Genpathway’s TranscriptionPath™ assays identify and quantify the genomic DNA sequences undergoing active transcription within cells. TranscriptionPath incorporates the chromatin immunoprecipitation (ChIP) technique to isolate and analyze complexes that comprise DNA and transcription machinery proteins. Purification of DNA from the complexes results in the “transcriptome” for any sample, but at the DNA level. The DNA is analyzed using one or a combination of Genpathway’s analysis modes, including Query- Mode™, which tests specific genes or genomic regions for transcription using quantitative PCR (Q-PCR); or DiscoveryMode™, Expanded Discovery™, or ChIP-on-Chip/Tiling™, analysis modes that discover transcribed sequences across the genome.

TranscriptionPath—A Novel, Improved Method to Directly Measure Transcription

TranscriptionPath measures the process of transcription— the primary level at which compounds and other treatments exert their effects within cells. Changes in gene transcription can be detected within a few minutes—a capability that RNA profiling cannot provide. TranscriptionPath determines when genes are activated or repressed and identifies the primary targets of compounds versus secondary and later targets. Absolute transcription levels are determined, including baseline levels, that can be compared across genes, cells, treatments, experiments, and time. Because Genpathway’s assays measure DNA, which is far more stable than RNA, the transcription complexes analyzed are much more durable in cells and tissues and the results are more reproducible. Analysis is carried out independent of other genes such as housekeeping (HK) genes, and does not automatically require normalization to HK genes.

Advantages of TranscriptionPath in Analyzing Gene Expression

Genpathway’s direct transcription assays are accurate, sensitive, quantitative, and highly reproducible. Repeat experiments involving cells and animals treated months apart show essentially identical changes in transcription. Because RNA degrades but transcription complexes are stable, tissue held under suboptimal conditions—for example, at room temperature for hours or at -70°C for years—can be assayed. Tissues that contain high levels of RNase (such as pancreas) and unseparated whole blood can be assayed.
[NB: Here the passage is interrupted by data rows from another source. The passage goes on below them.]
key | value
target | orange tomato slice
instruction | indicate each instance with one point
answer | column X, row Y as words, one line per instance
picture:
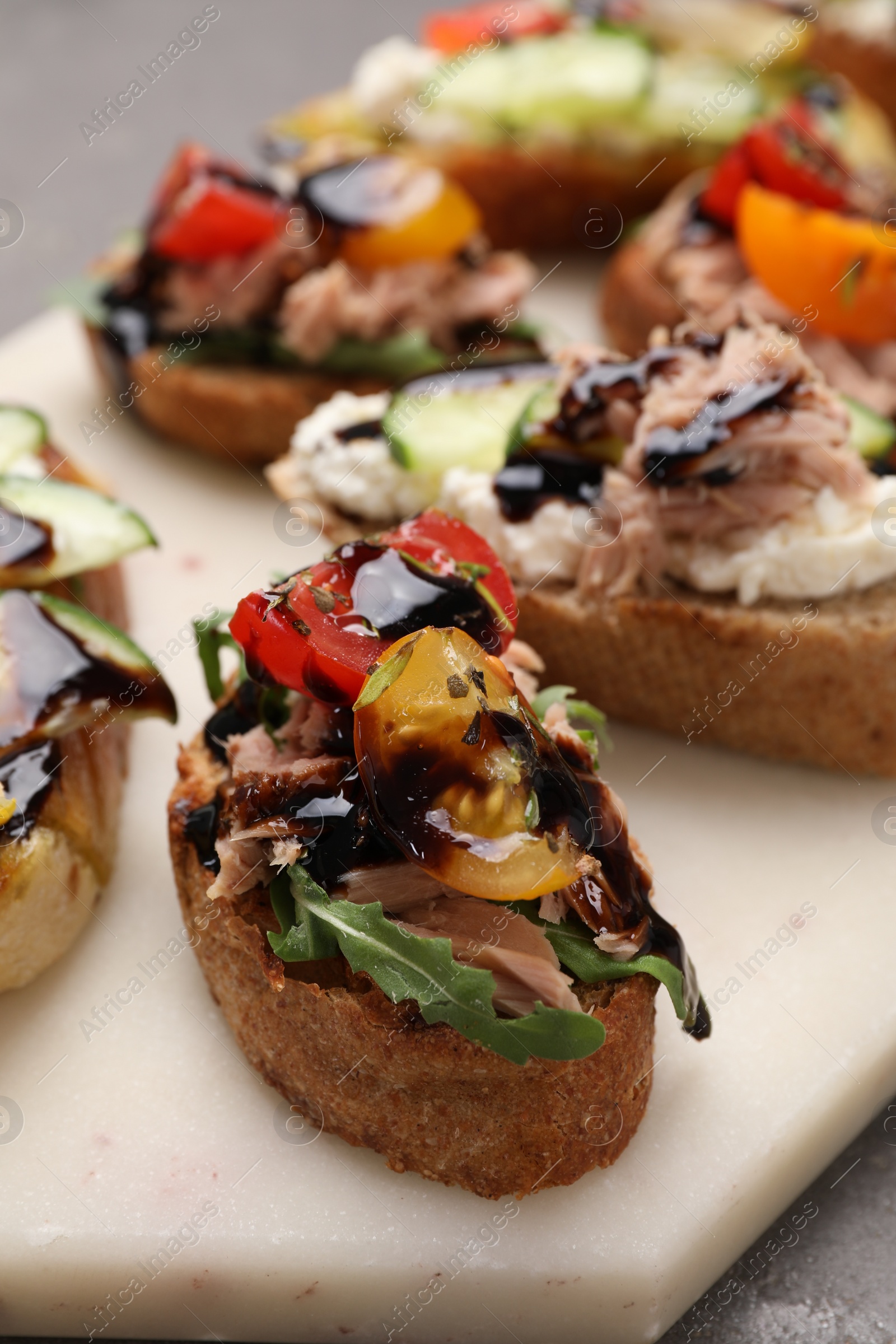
column 435, row 233
column 820, row 260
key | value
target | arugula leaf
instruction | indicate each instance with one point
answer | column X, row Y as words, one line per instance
column 578, row 711
column 210, row 642
column 406, row 965
column 385, row 675
column 575, row 948
column 304, row 936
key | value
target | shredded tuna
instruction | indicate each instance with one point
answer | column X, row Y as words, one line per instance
column 621, row 556
column 524, row 666
column 242, row 867
column 432, row 296
column 711, row 283
column 396, row 886
column 777, row 459
column 240, row 288
column 553, row 908
column 567, row 740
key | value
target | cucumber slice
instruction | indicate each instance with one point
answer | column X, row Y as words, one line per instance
column 683, row 86
column 21, row 432
column 461, row 420
column 567, row 80
column 62, row 669
column 102, row 642
column 870, row 435
column 542, row 407
column 89, row 530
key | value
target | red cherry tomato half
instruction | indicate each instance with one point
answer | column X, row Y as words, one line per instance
column 323, row 631
column 209, row 209
column 787, row 156
column 445, row 541
column 452, row 30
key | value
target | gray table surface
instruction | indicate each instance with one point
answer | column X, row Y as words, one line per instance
column 59, row 59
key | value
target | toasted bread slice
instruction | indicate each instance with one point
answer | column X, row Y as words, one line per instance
column 559, row 197
column 634, row 301
column 868, row 62
column 52, row 878
column 379, row 1077
column 233, row 410
column 792, row 680
column 226, row 410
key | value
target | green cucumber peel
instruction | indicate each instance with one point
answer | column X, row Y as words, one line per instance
column 575, row 948
column 90, row 531
column 100, row 639
column 210, row 642
column 406, row 965
column 870, row 435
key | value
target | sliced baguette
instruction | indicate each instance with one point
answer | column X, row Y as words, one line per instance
column 50, row 879
column 379, row 1077
column 225, row 410
column 772, row 679
column 634, row 301
column 546, row 195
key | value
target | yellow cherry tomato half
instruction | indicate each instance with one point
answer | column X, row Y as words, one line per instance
column 461, row 777
column 446, row 221
column 821, row 261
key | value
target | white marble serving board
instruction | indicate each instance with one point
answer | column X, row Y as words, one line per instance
column 132, row 1132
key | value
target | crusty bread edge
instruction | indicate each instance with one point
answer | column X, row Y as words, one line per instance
column 231, row 412
column 797, row 680
column 52, row 879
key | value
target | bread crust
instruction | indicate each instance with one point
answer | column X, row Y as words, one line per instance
column 546, row 195
column 234, row 410
column 772, row 679
column 870, row 64
column 379, row 1077
column 634, row 301
column 52, row 879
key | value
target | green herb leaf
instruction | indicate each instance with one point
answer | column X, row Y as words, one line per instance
column 578, row 713
column 302, row 937
column 385, row 675
column 575, row 948
column 210, row 642
column 470, row 570
column 406, row 965
column 500, row 615
column 324, row 601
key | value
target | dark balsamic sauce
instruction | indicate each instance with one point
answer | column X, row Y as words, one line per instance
column 23, row 541
column 355, row 195
column 50, row 673
column 584, row 407
column 402, row 792
column 534, row 476
column 631, row 902
column 329, row 814
column 27, row 776
column 393, row 596
column 367, row 429
column 671, row 454
column 202, row 828
column 234, row 718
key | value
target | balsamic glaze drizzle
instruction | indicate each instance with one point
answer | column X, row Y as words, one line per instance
column 671, row 454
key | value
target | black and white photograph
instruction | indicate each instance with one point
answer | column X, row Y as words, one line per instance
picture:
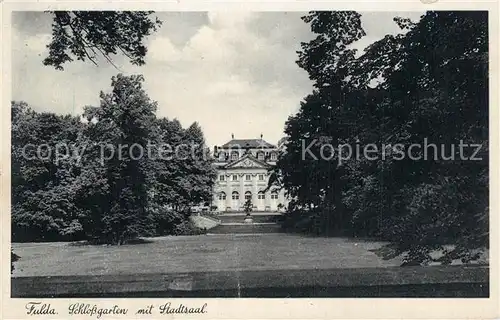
column 248, row 154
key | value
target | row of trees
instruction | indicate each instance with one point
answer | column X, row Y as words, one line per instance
column 430, row 82
column 105, row 197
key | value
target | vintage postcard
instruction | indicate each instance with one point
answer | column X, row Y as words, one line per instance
column 295, row 160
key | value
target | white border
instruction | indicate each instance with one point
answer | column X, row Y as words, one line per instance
column 371, row 308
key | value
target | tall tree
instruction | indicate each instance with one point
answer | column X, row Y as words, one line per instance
column 428, row 83
column 123, row 123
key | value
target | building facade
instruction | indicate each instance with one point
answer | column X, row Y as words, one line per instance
column 242, row 173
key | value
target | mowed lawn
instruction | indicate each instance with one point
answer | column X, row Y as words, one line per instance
column 197, row 253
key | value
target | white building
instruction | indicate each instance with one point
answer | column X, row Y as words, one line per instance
column 242, row 173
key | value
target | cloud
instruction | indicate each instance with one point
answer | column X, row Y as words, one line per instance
column 233, row 72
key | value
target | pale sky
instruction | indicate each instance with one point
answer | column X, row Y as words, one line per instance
column 232, row 72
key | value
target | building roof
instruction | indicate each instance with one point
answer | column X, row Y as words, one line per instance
column 247, row 143
column 254, row 162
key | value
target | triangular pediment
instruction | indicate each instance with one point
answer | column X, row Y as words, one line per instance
column 247, row 161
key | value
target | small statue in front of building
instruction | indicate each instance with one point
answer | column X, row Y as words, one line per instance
column 248, row 207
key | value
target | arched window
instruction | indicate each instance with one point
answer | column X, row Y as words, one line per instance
column 234, row 155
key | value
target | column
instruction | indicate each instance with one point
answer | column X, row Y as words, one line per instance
column 268, row 195
column 241, row 179
column 255, row 199
column 228, row 193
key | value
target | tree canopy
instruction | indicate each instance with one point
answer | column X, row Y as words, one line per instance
column 86, row 35
column 427, row 85
column 109, row 183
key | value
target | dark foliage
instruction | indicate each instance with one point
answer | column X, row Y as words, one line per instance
column 428, row 84
column 86, row 35
column 90, row 195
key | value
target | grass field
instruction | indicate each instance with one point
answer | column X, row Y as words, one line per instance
column 197, row 254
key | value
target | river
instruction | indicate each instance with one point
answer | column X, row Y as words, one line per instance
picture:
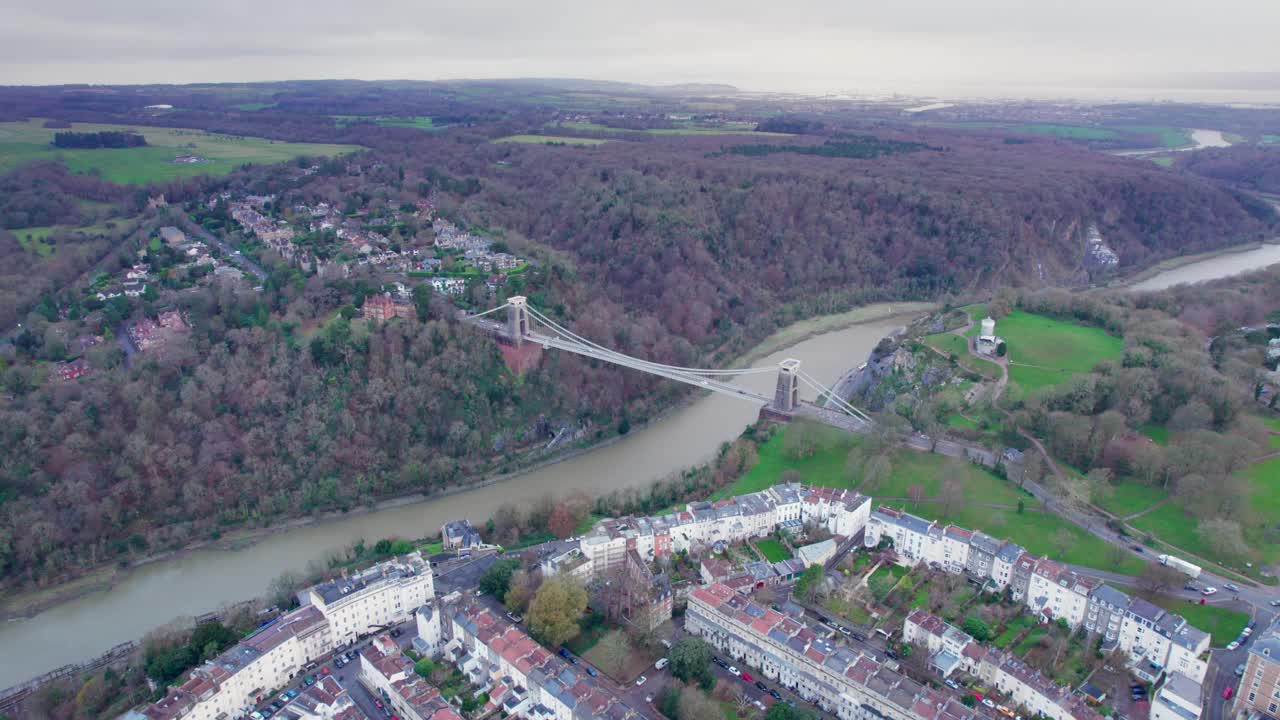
column 201, row 580
column 1212, row 268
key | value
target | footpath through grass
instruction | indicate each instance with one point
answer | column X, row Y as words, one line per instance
column 1223, row 623
column 1040, row 533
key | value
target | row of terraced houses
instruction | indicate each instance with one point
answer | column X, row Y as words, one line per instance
column 1156, row 641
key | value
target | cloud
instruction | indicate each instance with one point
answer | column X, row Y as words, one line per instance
column 799, row 45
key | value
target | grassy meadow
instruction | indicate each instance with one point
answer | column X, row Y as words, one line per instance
column 1045, row 351
column 23, row 142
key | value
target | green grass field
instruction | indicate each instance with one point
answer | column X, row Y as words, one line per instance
column 551, row 140
column 1169, row 137
column 727, row 128
column 1265, row 479
column 824, row 468
column 927, row 470
column 23, row 142
column 1159, row 433
column 1129, row 497
column 772, row 550
column 958, row 346
column 1224, row 624
column 1046, row 351
column 1033, row 531
column 1069, row 132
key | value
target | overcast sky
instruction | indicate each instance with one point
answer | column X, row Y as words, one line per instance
column 796, row 45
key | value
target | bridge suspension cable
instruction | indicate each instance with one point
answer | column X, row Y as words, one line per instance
column 504, row 305
column 839, row 402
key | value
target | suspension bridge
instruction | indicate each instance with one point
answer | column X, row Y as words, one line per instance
column 526, row 324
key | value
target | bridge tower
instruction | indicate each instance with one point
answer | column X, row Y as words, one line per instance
column 787, row 393
column 517, row 318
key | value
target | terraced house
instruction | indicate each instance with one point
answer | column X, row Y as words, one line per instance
column 732, row 520
column 1156, row 641
column 1024, row 687
column 334, row 614
column 785, row 648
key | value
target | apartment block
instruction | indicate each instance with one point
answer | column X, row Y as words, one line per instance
column 241, row 677
column 1156, row 641
column 732, row 520
column 522, row 678
column 1258, row 695
column 951, row 648
column 389, row 674
column 1176, row 698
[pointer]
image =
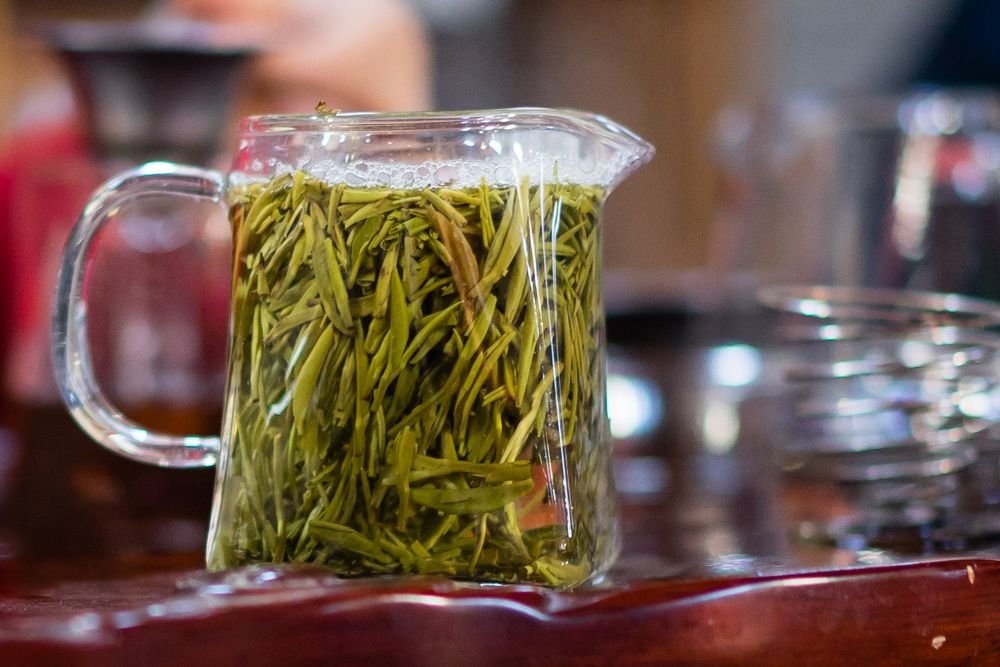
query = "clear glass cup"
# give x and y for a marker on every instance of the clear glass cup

TranscriptionPath Analyzes a Different Endpoint than RNA

When investigators refer to RNA profiling as “transcription profiling,” they are often using RNA as a surrogate for transcription. However, RNA profiling measures the level of accumulated RNA within a cell, which can be affected by multiple cellular processes and thus does not necessarily reflect levels of transcription. RNA profiling, particularly using microarrays, can also produce variable results due to inherent instability of RNA and differences between analysis programs. For these and other reasons, RNA profiling requires validation with a more independent and quantitative analysis method. Among other applications, TranscriptionPath offers researchers an independent way to validate or clarify their RNA profiling results.

Applications of TranscriptionPath

The types of applications are extensive:

Genpathway Offers Complete ChIP Assay Services

Genpathway’s transcription-based assays include TranscriptionPath™, which directly analyzes the process of transcription; and FactorPath™, which directly analyzes how genes are regulated by transcription factors and co-regulating factors. In many cases, a combination of these two types of assays that correlates changes in gene transcription and regulation will provide the most valuable information. Genpathway offers both types of assays as a service with any of four analysis modes, with a focus on high-quality data, rapid turnaround, and cost-effectiveness. Customers supply the samples to be tested—cells that have been briefly fixed, or frozen tissue—along with assay-specific information.